The goal is to limit the motivation of bank employees to take excessive risks by curtailing their compensation. “Compensation should put emphasis on rewarding longer-term business performance.” To restrain risk-taking activities at the bank level, surcharges on capital requirements are being calibrated. These surcharges will force banks to reserve funds for economic downturns and crises, while alerting counterparties to the possibility of excessively risky practices. Market regulators have adopted the term, Macroprudential Policy, to encompass a toolkit of (mainly) capital restraints on those participants whose activities can expose the market infrastructure to systemic breakdowns.   

BIS General Manager Caruana: “The new framework aims to strengthen the resilience of the broader financial system through the identification and mitigation of linkages and common exposures among all financial institutions and across sectors. An example of this approach is the capital surcharge under consideration by the Basel Committee that would be imposed in line with banks’ contributions to systemic risk. ... Perhaps, with sufficiently advanced modeling capabilities, policymakers might link instrument settings to risk indicators that they would aim to keep within an acceptable range, rather as inflation forecasts are used in inflation targeting regimes”[3]
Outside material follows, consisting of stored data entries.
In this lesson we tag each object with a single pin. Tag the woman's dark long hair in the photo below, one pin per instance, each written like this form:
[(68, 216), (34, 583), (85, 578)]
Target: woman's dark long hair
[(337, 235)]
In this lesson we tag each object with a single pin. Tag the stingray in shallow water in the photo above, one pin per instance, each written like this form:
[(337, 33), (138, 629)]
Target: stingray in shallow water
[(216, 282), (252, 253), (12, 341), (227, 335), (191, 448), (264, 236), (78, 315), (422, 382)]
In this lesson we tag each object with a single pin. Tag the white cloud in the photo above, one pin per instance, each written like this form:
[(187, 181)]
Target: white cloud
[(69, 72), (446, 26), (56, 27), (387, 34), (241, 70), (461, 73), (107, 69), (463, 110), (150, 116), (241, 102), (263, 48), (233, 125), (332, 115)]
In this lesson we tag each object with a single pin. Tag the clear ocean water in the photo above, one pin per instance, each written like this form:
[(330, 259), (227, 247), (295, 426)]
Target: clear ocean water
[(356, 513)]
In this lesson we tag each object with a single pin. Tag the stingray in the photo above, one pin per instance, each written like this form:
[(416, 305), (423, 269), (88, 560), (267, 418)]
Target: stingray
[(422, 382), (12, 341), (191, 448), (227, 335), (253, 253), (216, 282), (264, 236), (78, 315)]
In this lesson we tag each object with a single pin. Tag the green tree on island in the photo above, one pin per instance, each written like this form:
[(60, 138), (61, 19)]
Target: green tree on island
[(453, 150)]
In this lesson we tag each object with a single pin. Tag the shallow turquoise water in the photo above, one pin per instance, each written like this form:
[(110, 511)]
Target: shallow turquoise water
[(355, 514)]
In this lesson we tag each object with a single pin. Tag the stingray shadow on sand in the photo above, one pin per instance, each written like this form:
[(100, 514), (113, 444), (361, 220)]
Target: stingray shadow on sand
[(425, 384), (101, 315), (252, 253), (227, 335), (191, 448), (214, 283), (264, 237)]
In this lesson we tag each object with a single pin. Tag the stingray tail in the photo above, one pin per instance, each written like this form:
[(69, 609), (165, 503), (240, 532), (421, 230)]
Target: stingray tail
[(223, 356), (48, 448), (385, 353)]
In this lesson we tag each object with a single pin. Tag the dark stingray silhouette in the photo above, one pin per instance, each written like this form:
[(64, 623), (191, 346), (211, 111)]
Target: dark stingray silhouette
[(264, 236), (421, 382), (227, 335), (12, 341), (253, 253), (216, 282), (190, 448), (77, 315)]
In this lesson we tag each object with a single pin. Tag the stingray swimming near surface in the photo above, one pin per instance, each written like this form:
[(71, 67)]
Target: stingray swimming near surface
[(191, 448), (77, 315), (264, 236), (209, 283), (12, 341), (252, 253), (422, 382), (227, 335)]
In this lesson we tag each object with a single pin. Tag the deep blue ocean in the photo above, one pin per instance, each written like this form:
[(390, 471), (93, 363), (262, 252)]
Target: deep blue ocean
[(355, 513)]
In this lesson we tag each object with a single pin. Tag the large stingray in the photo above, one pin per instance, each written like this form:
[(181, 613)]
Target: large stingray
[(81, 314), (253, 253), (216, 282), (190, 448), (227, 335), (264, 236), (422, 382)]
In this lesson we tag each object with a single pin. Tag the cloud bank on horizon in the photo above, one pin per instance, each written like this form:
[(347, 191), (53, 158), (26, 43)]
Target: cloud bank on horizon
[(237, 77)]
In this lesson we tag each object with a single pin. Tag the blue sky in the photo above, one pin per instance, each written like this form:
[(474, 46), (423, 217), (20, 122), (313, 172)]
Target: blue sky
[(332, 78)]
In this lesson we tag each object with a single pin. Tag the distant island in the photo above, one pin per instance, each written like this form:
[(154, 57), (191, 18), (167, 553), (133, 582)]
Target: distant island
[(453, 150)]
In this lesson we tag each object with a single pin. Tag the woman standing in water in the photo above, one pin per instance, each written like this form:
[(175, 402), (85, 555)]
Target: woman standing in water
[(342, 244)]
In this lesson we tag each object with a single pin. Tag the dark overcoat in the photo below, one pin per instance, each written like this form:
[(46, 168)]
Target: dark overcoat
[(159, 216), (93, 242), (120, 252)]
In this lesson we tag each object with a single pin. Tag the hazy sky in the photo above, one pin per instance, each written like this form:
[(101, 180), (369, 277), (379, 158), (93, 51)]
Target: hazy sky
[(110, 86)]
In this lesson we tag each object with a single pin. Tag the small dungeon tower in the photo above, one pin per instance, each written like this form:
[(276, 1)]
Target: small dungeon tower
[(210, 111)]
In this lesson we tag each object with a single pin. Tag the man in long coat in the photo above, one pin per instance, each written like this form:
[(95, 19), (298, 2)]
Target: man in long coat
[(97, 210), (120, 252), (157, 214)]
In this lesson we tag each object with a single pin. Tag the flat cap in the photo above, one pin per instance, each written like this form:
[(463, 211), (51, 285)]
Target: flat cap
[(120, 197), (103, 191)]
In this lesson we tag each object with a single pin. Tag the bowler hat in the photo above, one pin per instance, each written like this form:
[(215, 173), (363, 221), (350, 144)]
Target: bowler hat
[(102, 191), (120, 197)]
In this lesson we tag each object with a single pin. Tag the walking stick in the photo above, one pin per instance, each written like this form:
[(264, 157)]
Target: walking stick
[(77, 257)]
One of the challenges for the macroprudential approach is the absence of econometric research to calibrate the regulators’ proposed models. Toward meeting that goal, GM Caruana has called on researchers “to develop a menu of financial stability-related policy measures that are reliable enough to be commonly accepted.” In addition to enhanced capital and liquidity regulation, Chairman Ben Bernanke of the U.S. Federal Reserve Board called for “an improved information infrastructure.” He cited the Fed’s current efforts “to construct better measures” of counterparty credit risk and links among “systemically critical firms,” to include data on “banks’ trading and securitization exposures, as well as their liquidity risks.” Beyond its modeling efforts, the Fed has also “encouraged the development of industry warehouse utilities for the collection of trade information on derivatives,” which may lead to the disclosure of systemic risk metrics.

FRB Chairman Bernanke: “Both regulation and market discipline have important roles to play in constraining risk-taking in financial markets; the best outcomes are achieved when these two forms of oversight work effectively together. The report recommends a better system of data collection and aggregation to enhance this partnership. Better data collection would enable regulators to more accurately assess and compare risks across firms, markets, and products. A regulatory requirement to track and report timely, consistent, and fully aggregated data on risk exposures could also promote better risk management by the firms themselves. And increased public disclosure of such data would provide investors and analysts with a more complete picture of individual firms’ strengths and vulnerabilities, as well as of potential risks to the system as a whole, thereby facilitating more effective market discipline.”[4]

Trade information can be gathered through central counterparties to “assess the extent to which derivatives trades might concentrate risk or transmit localized or regional shocks throughout the financial system.” Improved infrastructure arrangements are being considered for triparty repo, so as “to improve the stability of this key funding market.”

 

[1] Mr Jean-Claude Trichet, President of the ECB, “What Role for Finance?” 6 May 2010

[2] Mr Lorenzo Bini Smaghi, Executive Board Member of the ECB, Kyoto, 15 April 2010

[3] Mr Jaime Caruana, General Manager BIS, “Macroprudential policy: What we have learned and where we are going,” Madrid, 17 June 2010.

[4] Mr Ben S Bernanke, FRB Chairman, “Remarks on the Squam Lake Report – fixing the financial system,” New York, 16 June, 2010.